Below are the reasons Kennedy gives for concluding that Iraq failed to meet the definition of a just war:

  • “There was no just cause for the invasion of Iraq, I declared time and again. Iraq posed no threat that justified immediate, preemptive war, and there was no convincing pattern of relationships between Saddam and Al Qaeda.”
  • “The “legitimate authority,” the Congress, indeed approved authorization for the use of force in Iraq in October 2002, but it acted in haste and under pressure from the White House, which intentionally politicized the vote by scheduling it before midterm elections.”

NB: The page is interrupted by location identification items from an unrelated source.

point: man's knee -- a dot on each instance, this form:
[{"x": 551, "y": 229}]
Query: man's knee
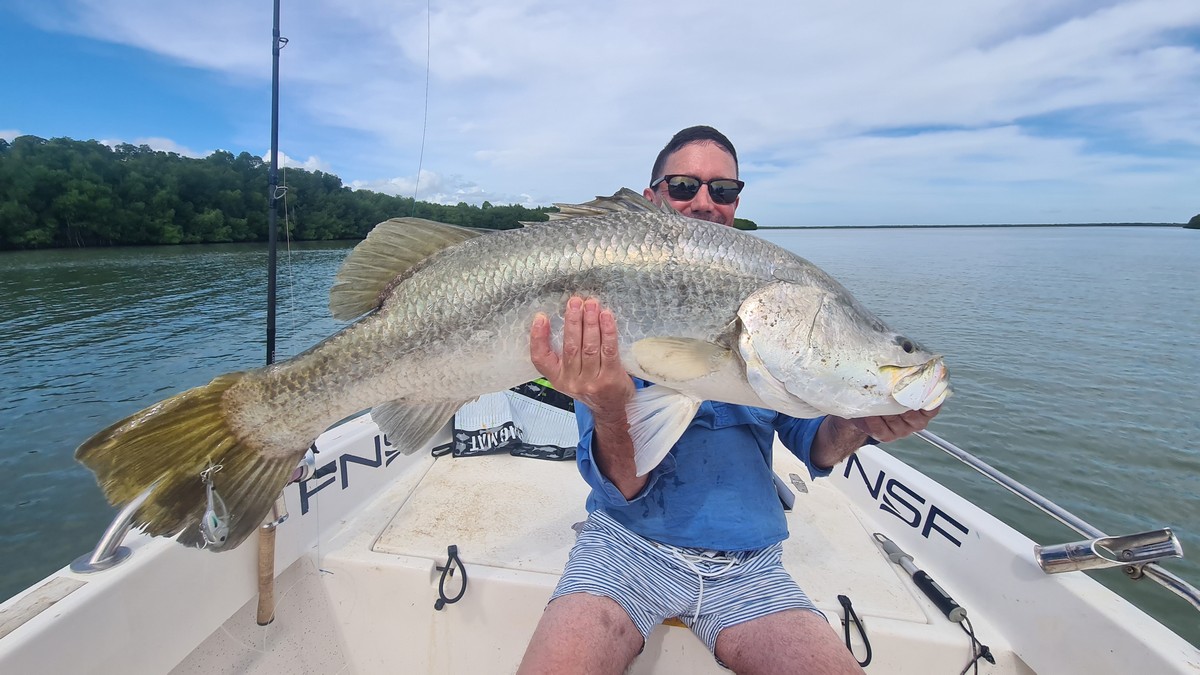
[
  {"x": 582, "y": 632},
  {"x": 793, "y": 640}
]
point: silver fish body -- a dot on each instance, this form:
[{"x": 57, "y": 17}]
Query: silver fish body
[{"x": 706, "y": 311}]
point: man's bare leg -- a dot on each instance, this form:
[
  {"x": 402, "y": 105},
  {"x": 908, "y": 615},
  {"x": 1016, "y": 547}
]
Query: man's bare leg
[
  {"x": 786, "y": 641},
  {"x": 583, "y": 634}
]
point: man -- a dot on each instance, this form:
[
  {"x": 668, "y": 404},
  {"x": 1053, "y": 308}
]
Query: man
[{"x": 699, "y": 536}]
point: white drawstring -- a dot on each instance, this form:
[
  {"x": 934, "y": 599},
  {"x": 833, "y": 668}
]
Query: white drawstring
[{"x": 693, "y": 560}]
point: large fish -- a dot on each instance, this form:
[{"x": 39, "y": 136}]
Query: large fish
[{"x": 703, "y": 310}]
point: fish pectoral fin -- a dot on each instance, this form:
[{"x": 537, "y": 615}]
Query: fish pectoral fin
[
  {"x": 411, "y": 425},
  {"x": 679, "y": 359},
  {"x": 658, "y": 417}
]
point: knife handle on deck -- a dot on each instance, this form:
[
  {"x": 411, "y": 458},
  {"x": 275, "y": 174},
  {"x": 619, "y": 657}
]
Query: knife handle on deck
[{"x": 940, "y": 598}]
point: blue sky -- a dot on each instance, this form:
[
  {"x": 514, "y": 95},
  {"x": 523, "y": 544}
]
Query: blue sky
[{"x": 870, "y": 112}]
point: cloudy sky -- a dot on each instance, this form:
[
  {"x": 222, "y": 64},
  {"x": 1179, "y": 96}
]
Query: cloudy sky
[{"x": 863, "y": 112}]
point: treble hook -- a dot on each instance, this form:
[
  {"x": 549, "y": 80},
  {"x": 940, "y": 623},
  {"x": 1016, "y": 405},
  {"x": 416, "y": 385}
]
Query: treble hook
[{"x": 215, "y": 523}]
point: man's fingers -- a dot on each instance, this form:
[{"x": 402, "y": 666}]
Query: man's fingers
[
  {"x": 589, "y": 357},
  {"x": 540, "y": 352},
  {"x": 573, "y": 336},
  {"x": 610, "y": 345}
]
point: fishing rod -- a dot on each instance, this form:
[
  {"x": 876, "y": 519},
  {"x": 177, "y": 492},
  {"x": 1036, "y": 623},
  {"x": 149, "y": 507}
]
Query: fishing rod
[{"x": 279, "y": 514}]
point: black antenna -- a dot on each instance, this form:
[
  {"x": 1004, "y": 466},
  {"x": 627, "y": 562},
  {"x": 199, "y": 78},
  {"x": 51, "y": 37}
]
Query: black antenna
[{"x": 274, "y": 179}]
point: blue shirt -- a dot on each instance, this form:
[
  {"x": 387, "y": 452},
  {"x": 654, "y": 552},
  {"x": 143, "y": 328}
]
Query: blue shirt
[{"x": 714, "y": 489}]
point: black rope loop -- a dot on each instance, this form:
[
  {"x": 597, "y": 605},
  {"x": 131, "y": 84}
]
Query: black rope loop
[
  {"x": 851, "y": 615},
  {"x": 448, "y": 571}
]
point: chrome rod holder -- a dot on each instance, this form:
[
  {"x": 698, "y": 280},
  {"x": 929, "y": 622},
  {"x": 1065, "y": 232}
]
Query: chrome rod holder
[
  {"x": 1150, "y": 569},
  {"x": 109, "y": 551},
  {"x": 1127, "y": 550}
]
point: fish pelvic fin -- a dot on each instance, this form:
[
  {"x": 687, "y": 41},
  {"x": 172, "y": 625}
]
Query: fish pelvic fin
[
  {"x": 390, "y": 250},
  {"x": 679, "y": 359},
  {"x": 623, "y": 201},
  {"x": 408, "y": 426},
  {"x": 165, "y": 449},
  {"x": 658, "y": 417}
]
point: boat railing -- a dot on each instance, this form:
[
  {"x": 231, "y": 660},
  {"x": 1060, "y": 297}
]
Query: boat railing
[{"x": 1137, "y": 554}]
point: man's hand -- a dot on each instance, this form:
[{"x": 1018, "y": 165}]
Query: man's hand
[
  {"x": 838, "y": 438},
  {"x": 589, "y": 369},
  {"x": 894, "y": 426}
]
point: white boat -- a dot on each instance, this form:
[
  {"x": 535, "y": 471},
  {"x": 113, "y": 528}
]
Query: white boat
[{"x": 359, "y": 577}]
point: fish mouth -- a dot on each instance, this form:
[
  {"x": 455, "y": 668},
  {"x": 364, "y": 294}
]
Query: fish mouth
[{"x": 923, "y": 387}]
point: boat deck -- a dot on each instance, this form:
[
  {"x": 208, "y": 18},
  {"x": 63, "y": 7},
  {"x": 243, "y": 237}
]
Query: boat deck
[{"x": 511, "y": 520}]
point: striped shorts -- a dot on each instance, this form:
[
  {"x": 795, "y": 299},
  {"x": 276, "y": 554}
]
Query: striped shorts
[{"x": 708, "y": 591}]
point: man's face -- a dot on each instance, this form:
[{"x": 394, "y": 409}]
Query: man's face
[{"x": 706, "y": 161}]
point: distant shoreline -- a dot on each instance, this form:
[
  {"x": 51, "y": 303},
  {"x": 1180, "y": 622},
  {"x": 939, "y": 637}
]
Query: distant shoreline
[{"x": 960, "y": 226}]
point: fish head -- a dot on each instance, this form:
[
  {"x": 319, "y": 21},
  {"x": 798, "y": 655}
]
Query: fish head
[{"x": 814, "y": 348}]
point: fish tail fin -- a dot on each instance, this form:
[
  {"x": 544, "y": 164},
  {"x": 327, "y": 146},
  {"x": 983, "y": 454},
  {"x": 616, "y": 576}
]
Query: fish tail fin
[{"x": 166, "y": 447}]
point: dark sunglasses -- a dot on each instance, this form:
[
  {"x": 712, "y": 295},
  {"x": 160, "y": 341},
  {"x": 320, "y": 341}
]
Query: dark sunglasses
[{"x": 683, "y": 187}]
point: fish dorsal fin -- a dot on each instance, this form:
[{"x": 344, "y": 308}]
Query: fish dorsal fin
[
  {"x": 624, "y": 201},
  {"x": 389, "y": 250}
]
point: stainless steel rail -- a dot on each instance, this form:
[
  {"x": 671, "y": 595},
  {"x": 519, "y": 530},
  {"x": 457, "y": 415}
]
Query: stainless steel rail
[{"x": 1153, "y": 571}]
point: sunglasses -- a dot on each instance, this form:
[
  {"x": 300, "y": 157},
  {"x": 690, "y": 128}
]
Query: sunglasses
[{"x": 683, "y": 187}]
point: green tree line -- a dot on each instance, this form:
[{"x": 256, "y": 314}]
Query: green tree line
[{"x": 64, "y": 192}]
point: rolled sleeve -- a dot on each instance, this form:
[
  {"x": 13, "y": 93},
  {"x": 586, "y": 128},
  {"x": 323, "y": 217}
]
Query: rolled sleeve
[{"x": 797, "y": 436}]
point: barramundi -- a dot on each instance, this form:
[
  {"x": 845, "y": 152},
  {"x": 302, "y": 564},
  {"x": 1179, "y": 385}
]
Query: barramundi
[{"x": 444, "y": 312}]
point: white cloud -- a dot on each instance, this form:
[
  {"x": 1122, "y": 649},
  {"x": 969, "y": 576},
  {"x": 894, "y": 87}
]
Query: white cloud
[
  {"x": 311, "y": 163},
  {"x": 940, "y": 111},
  {"x": 441, "y": 190}
]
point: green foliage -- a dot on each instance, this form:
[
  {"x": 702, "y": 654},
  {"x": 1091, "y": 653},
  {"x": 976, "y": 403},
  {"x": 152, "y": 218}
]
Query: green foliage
[{"x": 63, "y": 192}]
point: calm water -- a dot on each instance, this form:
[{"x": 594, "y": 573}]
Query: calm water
[{"x": 1073, "y": 352}]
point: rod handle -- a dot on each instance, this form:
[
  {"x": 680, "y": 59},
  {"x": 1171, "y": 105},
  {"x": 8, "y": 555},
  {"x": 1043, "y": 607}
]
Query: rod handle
[{"x": 265, "y": 575}]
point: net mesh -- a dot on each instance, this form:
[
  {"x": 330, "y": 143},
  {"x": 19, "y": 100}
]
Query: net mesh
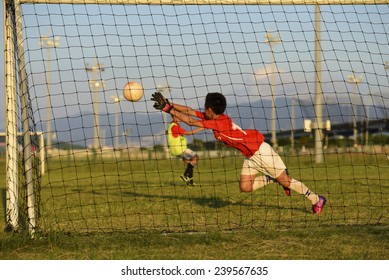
[{"x": 108, "y": 165}]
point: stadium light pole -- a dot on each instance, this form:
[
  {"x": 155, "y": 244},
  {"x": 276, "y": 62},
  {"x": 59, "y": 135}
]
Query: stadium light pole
[
  {"x": 354, "y": 80},
  {"x": 272, "y": 40},
  {"x": 293, "y": 116},
  {"x": 48, "y": 43},
  {"x": 96, "y": 84},
  {"x": 318, "y": 124},
  {"x": 116, "y": 101}
]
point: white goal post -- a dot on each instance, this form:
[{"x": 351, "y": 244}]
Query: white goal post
[{"x": 16, "y": 82}]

  • “As for “motives,” those stated by the Bush administration itself were unacceptable on their face…The war, I charged on the Senate floor in July 2004, was “a fraud, cooked up in Texas” to advance the president’s political standing.”
  • “The war failed the “last resort” principle for reasons too obvious to dwell on here.”
  • “On the question of proportionality—did the harm inflicted outweigh the good achieved?—I pointed, again, to the loss of American and Iraqi lives, the collapse of Iraqi society, the self-fulfilling prophecy of terrorists flooding into the ravaged country and using it as a base, the heightened tensions with the entire Islamic world, and our loss of international prestige generally.”
  • “As for “a reasonable chance of success,” there never was a question that we would win the military phase of the Iraq war. The more significant success—ending terrorism, promoting regional stability, sustaining America’s reputation as a just nation and a model for enlightenment—has yet to be achieved.”